İran ve ABD İlişkileri: Nükleer Anlaşmanın Kaderi
Son günlerde İran ile ABD arasında başlayan dolaylı görüşmeler, Umman ve Katar aracılığıyla devam ediyor. Tahran hükümeti Mesud Pezeşkiyan'ın yeni liderliği altında nükleer müzakerelerle ilgili olumlu mesajlar vermesine rağmen, Ali Hamaney'in onayı ile bu sürecin zorlu geçeceği öngörülüyor.
Nükleer Müzakerelerin Arka Planı
2018 yılında ABD'nin nükleer anlaşmadan çekilmesi, İran'a yönelik yaptırımları artırmış, bu da Tahran'ın nükleer faaliyetlerini hızlandırmasına yol açmıştır. Kapsamlı Ortak Eylem Planı (KOEP) olarak bilinen anlaşma, 14 Temmuz 2015'te büyük güçler tarafından imzalanmış, ancak Trump döneminde askıya alınmıştır.

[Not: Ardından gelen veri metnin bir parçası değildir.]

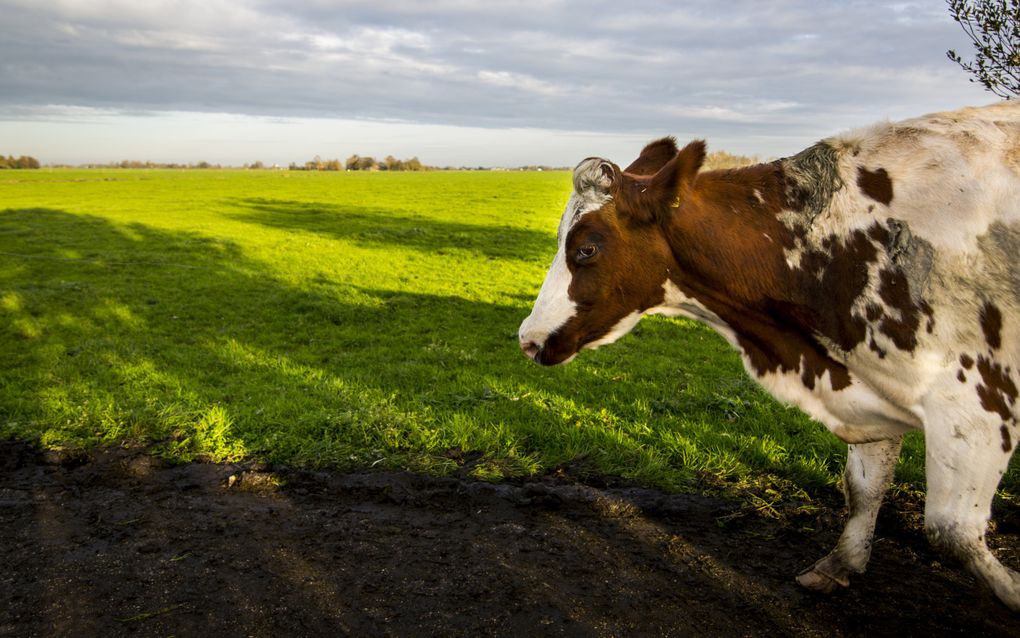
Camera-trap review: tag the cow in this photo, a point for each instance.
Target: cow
(869, 280)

İran’ın Nükleer Faaliyetleri ve Artan Gerilimler
İran Atom Enerjisi Kurumu, uranyum zenginleştirme seviyelerini artırarak anlaşmanın yükümlülüklerini aşma yoluna gitmiştir. Bu süreçte Tahran, 2021 yılında yüzde 60 zenginleştirilmiş uranyum üretmeye başlamış, bu durum uluslararası endişelere yol açmıştır. Son raporlara göre, İran'nın zenginleştirilmiş uranyum stokları son üç yılda 59 kat artmıştır.
Gelecek için Beklentiler
Pezeşkiyan yönetimi, nükleer müzakerelerin önemini vurgularken, Abbas Erakçi de mevcut uluslararası koşullar nedeniyle yeniden müzakere süreçlerinin zorlu olduğunu belirtmiştir. Hamaney, ekonomideki sorunların çözümünün Batı ile müzakerelere bağımlı olmaması gerektiğini savunarak, diplomatik çabaların önemine dikkat çekmiştir.
Sonuç ve Değerlendirme
İran, yaptırımların kaldırılması talebini sürdürürken, gelecekteki diplomatik girişimlerin nükleer anlaşmanın geleceği açısından belirleyici olacağı değerlendiriliyor. Bu dönemde taraflar arasındaki güvensizlik, sürecin karmaşıklığını artırmaya devam ediyor.